“I can’t really remember a time that I wasn’t interested in science,” Sophie Mathiesen (Ngāpuhi) says. “My dad has a background in engineering and mum in chemistry, so they were always keen to help with the elaborate projects I designed.” In high school, Sophie developed a strong interest in biology, which led her to take up a neuroscience degree at the University of Otago. She also picked up psychology as a second major because she enjoyed having a more comprehensive understanding of the brain at both a physiological and cognitive level.
Sophie first started working on Alzheimer’s in an undergraduate project: “I’d developed a fascination with the pathology of Alzheimer’s disease from some earlier classes, so I decided to take on an Alzheimer’s-related project in Prof. Cliff Abraham’s lab.” She investigated potential therapeutic proteins and how they change the electrical activity of the brain. And, she adds, “Cliff has been stuck with me since!”
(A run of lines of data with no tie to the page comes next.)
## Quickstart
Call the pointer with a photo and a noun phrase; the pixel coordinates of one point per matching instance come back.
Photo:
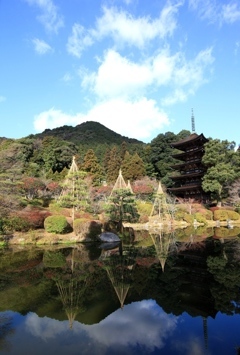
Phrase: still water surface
(158, 295)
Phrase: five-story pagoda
(189, 170)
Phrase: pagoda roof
(183, 155)
(185, 188)
(192, 139)
(183, 176)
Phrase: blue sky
(138, 67)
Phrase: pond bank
(41, 237)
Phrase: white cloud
(54, 118)
(231, 12)
(117, 76)
(135, 119)
(188, 76)
(2, 98)
(215, 11)
(41, 47)
(67, 77)
(124, 28)
(79, 40)
(50, 17)
(146, 314)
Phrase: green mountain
(87, 133)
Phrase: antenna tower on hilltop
(193, 122)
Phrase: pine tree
(113, 165)
(75, 191)
(92, 167)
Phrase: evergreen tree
(75, 192)
(222, 168)
(126, 166)
(113, 165)
(138, 169)
(92, 167)
(122, 206)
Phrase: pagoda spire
(193, 122)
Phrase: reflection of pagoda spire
(120, 183)
(119, 269)
(70, 293)
(71, 290)
(160, 207)
(205, 332)
(162, 243)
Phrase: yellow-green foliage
(223, 232)
(233, 215)
(200, 218)
(56, 224)
(179, 215)
(188, 218)
(207, 214)
(204, 231)
(224, 215)
(144, 208)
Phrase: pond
(159, 294)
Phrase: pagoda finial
(193, 122)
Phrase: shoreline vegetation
(40, 237)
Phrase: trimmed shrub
(57, 224)
(54, 259)
(220, 215)
(34, 216)
(87, 229)
(188, 218)
(233, 215)
(15, 224)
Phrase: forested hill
(87, 133)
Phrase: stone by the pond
(109, 237)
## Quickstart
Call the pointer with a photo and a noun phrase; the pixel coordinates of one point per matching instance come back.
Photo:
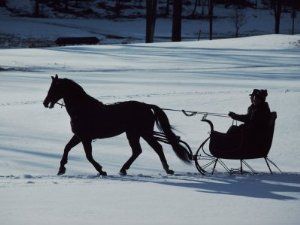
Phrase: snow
(212, 76)
(29, 31)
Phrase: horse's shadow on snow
(267, 186)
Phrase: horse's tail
(163, 124)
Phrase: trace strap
(193, 113)
(185, 112)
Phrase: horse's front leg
(72, 143)
(87, 145)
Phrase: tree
(293, 15)
(151, 6)
(118, 8)
(195, 8)
(167, 8)
(37, 8)
(277, 7)
(239, 18)
(176, 24)
(210, 15)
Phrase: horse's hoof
(123, 172)
(171, 172)
(103, 173)
(61, 171)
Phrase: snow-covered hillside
(18, 28)
(212, 76)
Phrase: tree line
(176, 7)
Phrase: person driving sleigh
(255, 122)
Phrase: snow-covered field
(16, 31)
(212, 76)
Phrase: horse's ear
(54, 78)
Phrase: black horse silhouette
(91, 119)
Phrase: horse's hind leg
(87, 145)
(72, 143)
(134, 142)
(150, 139)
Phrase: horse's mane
(78, 90)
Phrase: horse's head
(55, 92)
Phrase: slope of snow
(211, 76)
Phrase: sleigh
(221, 147)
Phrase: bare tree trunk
(176, 24)
(211, 15)
(66, 5)
(150, 20)
(168, 8)
(37, 8)
(277, 14)
(118, 8)
(293, 17)
(195, 8)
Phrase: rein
(61, 104)
(193, 113)
(185, 112)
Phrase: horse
(91, 119)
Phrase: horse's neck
(77, 105)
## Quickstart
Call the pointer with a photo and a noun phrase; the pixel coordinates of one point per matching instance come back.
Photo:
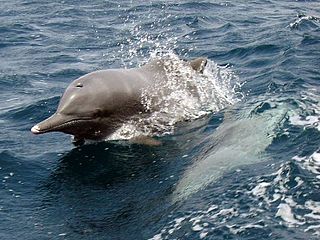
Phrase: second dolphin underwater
(96, 104)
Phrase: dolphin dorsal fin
(198, 64)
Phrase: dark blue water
(249, 171)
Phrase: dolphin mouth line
(37, 130)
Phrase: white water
(187, 95)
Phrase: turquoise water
(250, 169)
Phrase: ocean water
(243, 162)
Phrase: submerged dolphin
(96, 104)
(239, 140)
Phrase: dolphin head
(83, 111)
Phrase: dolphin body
(239, 141)
(96, 104)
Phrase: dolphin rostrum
(96, 104)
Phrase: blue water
(248, 171)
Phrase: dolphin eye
(98, 113)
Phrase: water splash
(185, 96)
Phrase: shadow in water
(119, 190)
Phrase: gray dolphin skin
(96, 104)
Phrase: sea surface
(242, 161)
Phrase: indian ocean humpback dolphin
(96, 104)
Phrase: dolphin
(240, 140)
(96, 104)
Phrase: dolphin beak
(52, 123)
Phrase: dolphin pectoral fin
(145, 140)
(198, 64)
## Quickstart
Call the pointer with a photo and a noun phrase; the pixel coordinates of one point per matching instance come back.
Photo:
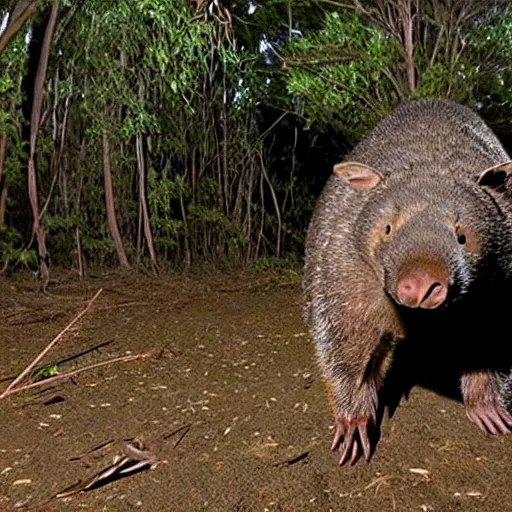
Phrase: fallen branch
(9, 391)
(30, 367)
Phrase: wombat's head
(429, 235)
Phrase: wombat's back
(438, 134)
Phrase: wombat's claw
(491, 418)
(346, 442)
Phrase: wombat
(411, 239)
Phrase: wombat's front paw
(350, 435)
(490, 417)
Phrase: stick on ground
(29, 368)
(67, 375)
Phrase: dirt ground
(232, 367)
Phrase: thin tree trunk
(3, 178)
(109, 200)
(407, 25)
(20, 14)
(35, 119)
(276, 205)
(143, 203)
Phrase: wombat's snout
(419, 288)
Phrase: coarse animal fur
(411, 242)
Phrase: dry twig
(30, 367)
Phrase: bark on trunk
(3, 179)
(22, 11)
(109, 200)
(35, 119)
(142, 197)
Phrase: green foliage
(340, 73)
(189, 107)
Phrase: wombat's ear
(358, 175)
(496, 177)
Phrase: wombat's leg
(480, 391)
(352, 391)
(351, 426)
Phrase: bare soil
(234, 365)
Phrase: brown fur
(415, 193)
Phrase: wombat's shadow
(435, 357)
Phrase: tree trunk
(22, 10)
(3, 179)
(35, 119)
(143, 203)
(408, 42)
(109, 200)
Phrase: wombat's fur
(411, 238)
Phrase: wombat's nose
(420, 289)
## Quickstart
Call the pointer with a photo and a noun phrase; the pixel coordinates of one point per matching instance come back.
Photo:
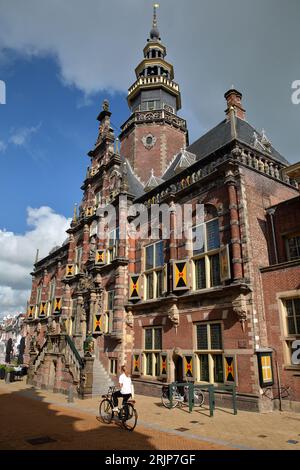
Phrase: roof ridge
(133, 172)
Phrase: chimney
(234, 100)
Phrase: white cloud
(98, 43)
(2, 146)
(22, 136)
(17, 255)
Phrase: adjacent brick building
(173, 308)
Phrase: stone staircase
(101, 379)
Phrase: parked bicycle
(127, 414)
(178, 399)
(273, 393)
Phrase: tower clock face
(149, 141)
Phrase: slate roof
(217, 138)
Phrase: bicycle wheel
(198, 397)
(106, 411)
(128, 416)
(166, 400)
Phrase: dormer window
(293, 246)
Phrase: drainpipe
(271, 213)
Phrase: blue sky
(47, 129)
(60, 59)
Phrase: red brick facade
(205, 314)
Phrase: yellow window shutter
(134, 286)
(180, 275)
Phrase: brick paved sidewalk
(277, 430)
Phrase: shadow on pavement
(29, 423)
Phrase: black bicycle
(178, 399)
(127, 414)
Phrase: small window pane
(294, 247)
(200, 273)
(297, 306)
(204, 370)
(149, 282)
(149, 257)
(198, 239)
(298, 325)
(149, 364)
(159, 283)
(110, 300)
(159, 254)
(212, 235)
(157, 371)
(291, 326)
(218, 368)
(215, 336)
(289, 308)
(202, 342)
(157, 338)
(148, 339)
(215, 270)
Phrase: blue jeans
(118, 394)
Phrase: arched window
(206, 248)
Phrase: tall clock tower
(154, 132)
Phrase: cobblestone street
(27, 413)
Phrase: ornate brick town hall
(225, 311)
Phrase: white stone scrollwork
(149, 141)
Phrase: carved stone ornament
(88, 345)
(129, 319)
(92, 248)
(173, 314)
(149, 141)
(240, 309)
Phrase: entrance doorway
(178, 365)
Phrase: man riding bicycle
(125, 388)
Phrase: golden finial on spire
(155, 7)
(75, 213)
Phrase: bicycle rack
(211, 394)
(190, 385)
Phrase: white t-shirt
(126, 384)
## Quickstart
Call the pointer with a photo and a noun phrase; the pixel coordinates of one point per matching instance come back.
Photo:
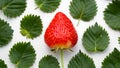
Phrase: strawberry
(61, 33)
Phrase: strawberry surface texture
(61, 33)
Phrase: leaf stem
(78, 22)
(62, 58)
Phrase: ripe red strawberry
(61, 33)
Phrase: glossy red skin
(61, 33)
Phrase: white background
(42, 49)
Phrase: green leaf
(113, 60)
(6, 33)
(47, 6)
(2, 64)
(83, 9)
(22, 54)
(112, 15)
(49, 62)
(81, 61)
(95, 39)
(13, 8)
(31, 26)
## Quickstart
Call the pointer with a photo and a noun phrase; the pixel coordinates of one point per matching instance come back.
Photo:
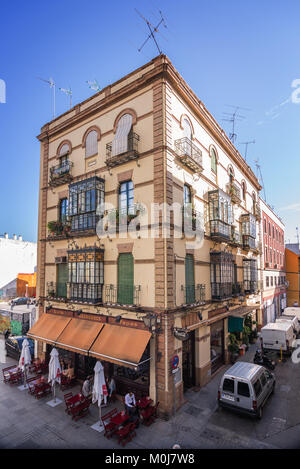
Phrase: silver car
(245, 388)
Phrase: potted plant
(233, 348)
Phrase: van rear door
(228, 391)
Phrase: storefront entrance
(216, 345)
(188, 361)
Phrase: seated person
(130, 404)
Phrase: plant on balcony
(233, 348)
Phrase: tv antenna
(93, 85)
(246, 147)
(52, 85)
(259, 177)
(234, 117)
(153, 30)
(68, 92)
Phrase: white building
(16, 256)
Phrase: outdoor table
(144, 402)
(75, 399)
(119, 419)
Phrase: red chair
(109, 427)
(126, 433)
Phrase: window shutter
(125, 279)
(120, 141)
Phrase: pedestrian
(130, 404)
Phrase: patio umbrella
(99, 388)
(25, 358)
(54, 370)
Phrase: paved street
(26, 422)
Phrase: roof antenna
(153, 29)
(246, 147)
(233, 117)
(259, 176)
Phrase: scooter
(261, 359)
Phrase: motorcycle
(263, 360)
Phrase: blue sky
(240, 53)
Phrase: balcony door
(62, 278)
(189, 279)
(125, 279)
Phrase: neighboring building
(136, 303)
(292, 256)
(26, 285)
(274, 292)
(16, 256)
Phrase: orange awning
(121, 345)
(48, 328)
(79, 335)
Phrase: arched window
(120, 143)
(91, 143)
(213, 156)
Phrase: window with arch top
(91, 143)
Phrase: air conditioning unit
(61, 260)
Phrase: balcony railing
(250, 286)
(86, 292)
(249, 243)
(130, 154)
(122, 294)
(61, 174)
(236, 237)
(189, 154)
(221, 291)
(193, 294)
(237, 289)
(219, 230)
(234, 191)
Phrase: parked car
(19, 301)
(13, 346)
(278, 336)
(293, 320)
(245, 388)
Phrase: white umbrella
(25, 359)
(54, 375)
(99, 388)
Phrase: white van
(292, 311)
(278, 336)
(291, 319)
(245, 388)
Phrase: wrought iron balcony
(220, 231)
(193, 294)
(221, 291)
(234, 191)
(86, 292)
(61, 174)
(122, 294)
(237, 289)
(250, 287)
(236, 237)
(56, 290)
(189, 154)
(130, 154)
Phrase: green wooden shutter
(125, 279)
(189, 279)
(62, 278)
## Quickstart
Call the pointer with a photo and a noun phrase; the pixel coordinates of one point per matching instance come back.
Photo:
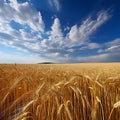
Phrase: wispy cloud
(56, 45)
(79, 35)
(55, 3)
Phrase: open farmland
(86, 91)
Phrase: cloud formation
(55, 3)
(30, 34)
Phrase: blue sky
(33, 31)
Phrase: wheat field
(85, 91)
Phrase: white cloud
(56, 45)
(55, 3)
(21, 13)
(81, 35)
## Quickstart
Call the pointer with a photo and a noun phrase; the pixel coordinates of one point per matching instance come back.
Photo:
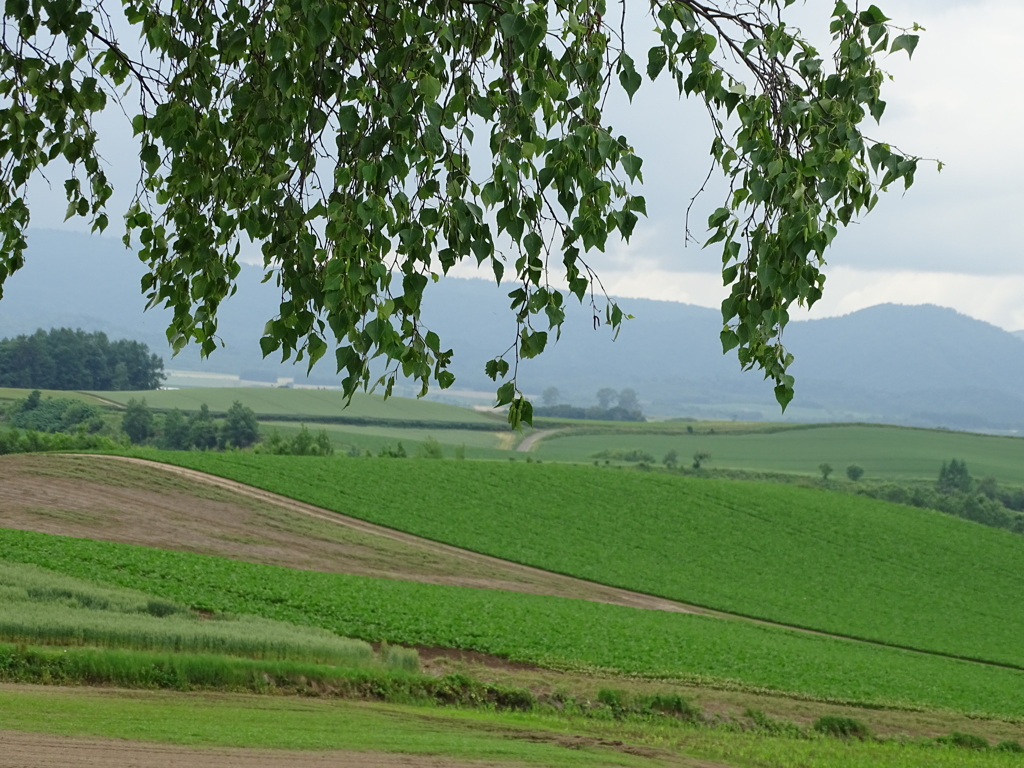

Sophie’s PhD project, supervised by Cliff and Associate Prof. Stephanie Hughes, is trialling a new therapeutic approach for treating Alzheimer’s disease. The treatment uses gene therapy, a technology which changes the genetics of the brain cells by delivering a gene of interest to the brain by using a modified virus called a viral vector. The gene that is packaged into the viral vector will help the cells to break down proteins that they no longer need. “It is thought that Alzheimer’s disease is caused by a build-up of such proteins, so I hope that the cells will instead be able to break them down quickly before the cells are damaged,” Sophie says.
Using gene therapy for treating Alzheimer’s disease has two advantages, she explains: “Therapeutics can be administered non-invasively, for example through an intravenous injection, and achieve a long-lasting effect that is widespread throughout the whole brain.” However, before treatments can be trialled in humans, they have to undergo a rigorous testing process in animals. Sophie is trialling her treatment in a well-characterised mouse model of Alzheimer’s disease, which mimics the human disease. The hope is that one day it will be translated to a treatment for humans.
BRNZ is the perfect place for Sophie to do this kind of research. “I am mentored by some of the top neurological disease researchers in the country, I get valuable opportunities to collaborate with other researchers, and I am surrounded by a strong network of like-minded early career researchers,” she says. Through BRNZ, she has also been able to communicate her research to the wider public, including Māori communities, which as she points out, “provide a unique perspective on the sometimes sterile world of basic science research.”
Sophie hails from Ngāpuhi and is in the midst of discovering her whakapapa. She has been studying te reo Māori and is a tutor at the Māori centre Te Huka Mātauraka, where she provides academic and social support for Māori students. Within BRNZ, she is part of a network of Māori researchers, who hold wānanga throughout the year. Sophie has found her place within BRNZ – and she also knows where she would like to be in the future. “I love teaching, so I would like to pursue a lectureship position,” she says. “And I definitely want to stay in neuroscience research – this is my home.”